Suitability and risk-disclosure verification
For investment products, regulators require evidence that the agent disclosed product risks and confirmed customer understanding. CallScribe verifies that scripted disclosures appear in the transcript, that confirmation phrases follow ("نعم، فهمت"), and produces a per-call disclosure compliance score. Across a population of calls, persistent gaps surface specific agents or product lines that need re-training before they become regulator findings.
Retention and access — six-year minimum
DFSA COB 3.4.6 mandates six years of retention; SAMA Banking Consumer Protection Principles set similar windows; CBUAE's consumer-protection regulations and UAE Central Bank rules on telephone-marketing call recording add further obligations. CallScribe stores transcripts and metadata on EU infrastructure with retention rules configurable per project (1, 2, 5, 7, or 10 years). Audit-log integrity is enforced via append-only storage; transcript access is logged for after-the-fact compliance review.
Where CallScribe sits in your stack
CallScribe is not a call-recording system — your bank's existing recording infrastructure (NICE, Verint, Genesys, in-house) keeps recording. CallScribe ingests the recording dump and produces analytics and search on top. It is not a replacement for your KYC vendor either. Think of it as the Arabic-language analytics and audit layer over recordings you already keep for compliance reasons.
At a glance
- ✓KYC verbal verification audit logs
- ✓Dispute case-file generation
- ✓Mis-selling rule pack (configurable)
- ✓Risk-disclosure compliance scoring
- ✓EU data residency, configurable retention windows
FAQs
Is CallScribe SAMA-compliant?▾
CallScribe is not directly regulated by SAMA — we are an analytics layer, not a financial institution. We support SAMA-aligned controls: encryption at rest and in transit, audit logs, retention rules, and access controls.

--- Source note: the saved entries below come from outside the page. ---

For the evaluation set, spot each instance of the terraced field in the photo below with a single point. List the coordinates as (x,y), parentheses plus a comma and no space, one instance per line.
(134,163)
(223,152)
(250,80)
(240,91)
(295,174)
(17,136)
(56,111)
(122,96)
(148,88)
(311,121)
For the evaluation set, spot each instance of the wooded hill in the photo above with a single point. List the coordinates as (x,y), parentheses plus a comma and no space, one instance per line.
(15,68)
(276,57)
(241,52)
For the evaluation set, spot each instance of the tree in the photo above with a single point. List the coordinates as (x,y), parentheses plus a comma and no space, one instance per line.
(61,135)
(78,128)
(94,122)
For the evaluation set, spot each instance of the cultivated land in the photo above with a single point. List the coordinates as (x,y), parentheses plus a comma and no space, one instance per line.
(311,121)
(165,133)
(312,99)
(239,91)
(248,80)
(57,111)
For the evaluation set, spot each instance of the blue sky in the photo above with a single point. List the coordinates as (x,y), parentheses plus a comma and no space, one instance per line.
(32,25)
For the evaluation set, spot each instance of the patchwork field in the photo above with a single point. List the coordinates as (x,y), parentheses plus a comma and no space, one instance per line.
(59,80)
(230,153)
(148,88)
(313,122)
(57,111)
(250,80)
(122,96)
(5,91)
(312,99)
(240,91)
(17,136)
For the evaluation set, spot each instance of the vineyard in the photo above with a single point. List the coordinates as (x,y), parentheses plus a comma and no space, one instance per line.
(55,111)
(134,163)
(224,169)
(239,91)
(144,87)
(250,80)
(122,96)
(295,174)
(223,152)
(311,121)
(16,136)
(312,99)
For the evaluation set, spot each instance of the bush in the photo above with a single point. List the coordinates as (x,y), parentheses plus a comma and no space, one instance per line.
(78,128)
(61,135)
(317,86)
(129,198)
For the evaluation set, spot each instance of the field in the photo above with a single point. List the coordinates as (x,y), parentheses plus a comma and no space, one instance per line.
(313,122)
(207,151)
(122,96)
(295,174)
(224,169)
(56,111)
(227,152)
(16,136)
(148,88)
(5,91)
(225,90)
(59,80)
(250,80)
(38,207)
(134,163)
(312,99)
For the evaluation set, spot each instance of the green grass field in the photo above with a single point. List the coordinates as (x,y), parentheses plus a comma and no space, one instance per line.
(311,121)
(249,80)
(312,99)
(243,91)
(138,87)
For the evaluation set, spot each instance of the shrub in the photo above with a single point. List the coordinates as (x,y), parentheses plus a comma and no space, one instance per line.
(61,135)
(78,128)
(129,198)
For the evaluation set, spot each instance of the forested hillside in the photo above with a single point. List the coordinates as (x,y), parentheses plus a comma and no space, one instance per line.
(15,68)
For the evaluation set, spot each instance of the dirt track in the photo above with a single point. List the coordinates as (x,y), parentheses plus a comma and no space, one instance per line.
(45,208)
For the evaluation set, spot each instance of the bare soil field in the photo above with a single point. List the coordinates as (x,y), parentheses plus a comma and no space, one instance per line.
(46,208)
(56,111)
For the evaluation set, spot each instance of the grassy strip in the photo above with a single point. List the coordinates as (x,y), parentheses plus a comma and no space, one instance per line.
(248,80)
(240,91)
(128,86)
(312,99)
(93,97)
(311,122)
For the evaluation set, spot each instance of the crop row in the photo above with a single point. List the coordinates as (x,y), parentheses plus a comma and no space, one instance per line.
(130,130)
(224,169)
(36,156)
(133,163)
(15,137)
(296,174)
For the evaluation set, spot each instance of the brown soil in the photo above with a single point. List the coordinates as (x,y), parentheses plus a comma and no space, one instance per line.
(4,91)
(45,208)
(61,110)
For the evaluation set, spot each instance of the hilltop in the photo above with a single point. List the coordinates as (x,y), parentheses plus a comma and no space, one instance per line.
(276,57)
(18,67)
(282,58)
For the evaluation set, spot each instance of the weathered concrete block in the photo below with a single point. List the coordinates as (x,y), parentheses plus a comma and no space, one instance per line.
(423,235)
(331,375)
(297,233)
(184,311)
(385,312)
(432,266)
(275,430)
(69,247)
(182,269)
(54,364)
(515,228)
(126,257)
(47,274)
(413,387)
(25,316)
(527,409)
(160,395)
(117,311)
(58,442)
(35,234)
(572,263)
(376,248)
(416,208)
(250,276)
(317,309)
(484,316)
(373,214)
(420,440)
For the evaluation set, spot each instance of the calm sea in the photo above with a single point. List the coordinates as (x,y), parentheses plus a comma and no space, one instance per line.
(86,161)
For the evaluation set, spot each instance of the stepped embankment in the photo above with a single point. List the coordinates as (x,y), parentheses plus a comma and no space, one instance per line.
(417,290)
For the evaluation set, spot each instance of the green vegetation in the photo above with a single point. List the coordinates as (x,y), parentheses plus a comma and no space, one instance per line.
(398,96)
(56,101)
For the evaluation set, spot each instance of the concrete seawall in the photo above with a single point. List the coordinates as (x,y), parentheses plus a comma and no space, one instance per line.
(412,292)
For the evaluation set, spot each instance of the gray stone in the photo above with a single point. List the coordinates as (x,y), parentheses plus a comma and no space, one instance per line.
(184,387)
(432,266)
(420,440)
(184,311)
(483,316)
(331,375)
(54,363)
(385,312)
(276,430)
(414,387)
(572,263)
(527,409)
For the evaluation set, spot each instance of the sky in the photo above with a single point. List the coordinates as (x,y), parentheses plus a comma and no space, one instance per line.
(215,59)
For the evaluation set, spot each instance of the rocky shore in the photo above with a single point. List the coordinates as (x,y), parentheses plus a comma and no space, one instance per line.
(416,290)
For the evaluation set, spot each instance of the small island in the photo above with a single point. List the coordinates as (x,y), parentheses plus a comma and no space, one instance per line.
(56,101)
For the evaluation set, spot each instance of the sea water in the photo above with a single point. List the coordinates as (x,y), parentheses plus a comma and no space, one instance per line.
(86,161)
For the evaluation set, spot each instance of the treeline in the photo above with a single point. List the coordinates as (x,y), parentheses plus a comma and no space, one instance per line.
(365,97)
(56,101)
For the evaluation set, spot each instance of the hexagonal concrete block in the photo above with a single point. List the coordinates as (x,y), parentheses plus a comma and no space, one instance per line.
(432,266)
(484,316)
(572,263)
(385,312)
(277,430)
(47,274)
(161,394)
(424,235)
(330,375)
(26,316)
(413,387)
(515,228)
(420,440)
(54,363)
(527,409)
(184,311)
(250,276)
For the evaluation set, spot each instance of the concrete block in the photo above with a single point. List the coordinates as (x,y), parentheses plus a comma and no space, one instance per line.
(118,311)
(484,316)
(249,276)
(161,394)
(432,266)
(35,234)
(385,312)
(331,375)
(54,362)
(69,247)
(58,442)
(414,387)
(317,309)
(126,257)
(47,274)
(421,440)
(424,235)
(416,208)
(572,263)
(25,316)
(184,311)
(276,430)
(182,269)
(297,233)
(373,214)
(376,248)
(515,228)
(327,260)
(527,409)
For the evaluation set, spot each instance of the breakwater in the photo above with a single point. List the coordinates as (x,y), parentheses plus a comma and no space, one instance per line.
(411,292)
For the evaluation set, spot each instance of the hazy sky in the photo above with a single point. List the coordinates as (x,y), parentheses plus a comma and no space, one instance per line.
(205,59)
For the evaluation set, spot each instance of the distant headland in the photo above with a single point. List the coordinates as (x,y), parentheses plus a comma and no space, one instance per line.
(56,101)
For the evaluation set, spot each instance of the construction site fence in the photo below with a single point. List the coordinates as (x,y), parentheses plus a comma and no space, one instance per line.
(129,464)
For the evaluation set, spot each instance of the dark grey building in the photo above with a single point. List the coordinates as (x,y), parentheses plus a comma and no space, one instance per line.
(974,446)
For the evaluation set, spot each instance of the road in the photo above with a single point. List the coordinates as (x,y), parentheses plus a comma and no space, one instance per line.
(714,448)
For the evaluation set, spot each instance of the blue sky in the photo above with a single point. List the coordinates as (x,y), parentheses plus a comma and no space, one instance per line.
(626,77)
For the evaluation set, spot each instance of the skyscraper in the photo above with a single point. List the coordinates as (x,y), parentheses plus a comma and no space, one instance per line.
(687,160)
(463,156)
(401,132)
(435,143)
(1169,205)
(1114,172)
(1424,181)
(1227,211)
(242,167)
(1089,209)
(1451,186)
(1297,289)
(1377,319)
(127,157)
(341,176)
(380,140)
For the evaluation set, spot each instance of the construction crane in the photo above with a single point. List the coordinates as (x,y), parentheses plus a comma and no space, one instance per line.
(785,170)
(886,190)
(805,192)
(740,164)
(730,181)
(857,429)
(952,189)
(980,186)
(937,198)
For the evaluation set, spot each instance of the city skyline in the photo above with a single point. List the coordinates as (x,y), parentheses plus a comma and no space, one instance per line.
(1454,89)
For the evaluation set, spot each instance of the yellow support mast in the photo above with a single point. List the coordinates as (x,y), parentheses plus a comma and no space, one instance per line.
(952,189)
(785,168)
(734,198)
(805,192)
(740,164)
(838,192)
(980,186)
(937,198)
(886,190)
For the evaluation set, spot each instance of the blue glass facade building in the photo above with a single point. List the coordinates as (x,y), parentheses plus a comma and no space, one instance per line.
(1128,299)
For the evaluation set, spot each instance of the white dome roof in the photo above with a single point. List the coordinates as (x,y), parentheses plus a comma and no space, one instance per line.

The compliance posture for the regulated firm depends on the firm's overall controls, not just CallScribe.
Where is data stored?▾
On EU infrastructure (Hetzner, Helsinki and Falkenstein) with PostgreSQL Row-Level Security tenant isolation. AES-256 at rest, TLS 1.3 in transit. Enterprise customers can request in-region processing with separate SLA.
Can CallScribe redact bank-account numbers from transcripts?▾
Yes — IBAN, SWIFT/BIC, account numbers, and card PANs are detected via regex + NER and masked in the transcript. Original audio is retained per your retention policy; only the searchable transcript is masked.
How do you handle Arabic-English code-switching on bank calls?▾
Bilingual sales scripts and customer interactions are common in GCC banking. CallScribe handles code-switching at the segment level — Arabic in Arabic script, English in Latin script — and runs mis-selling detection in both languages with separate rule packs.
Do you offer voice-biometric verification?▾
Not directly — voice biometrics are typically handled by a specialist vendor (Pindrop, Nuance Gatekeeper). CallScribe interoperates with their verification logs and adds the transcript context.
What does pricing look like for a 1,000-agent retail bank?▾
For high-volume regulated environments, the Scale plan ($79/mo, 3,000 minutes) is the entry point per project; enterprise pricing for 100,000+ minutes/month is negotiated per SLA. Banks typically run multiple projects (one per business line) with separate access controls.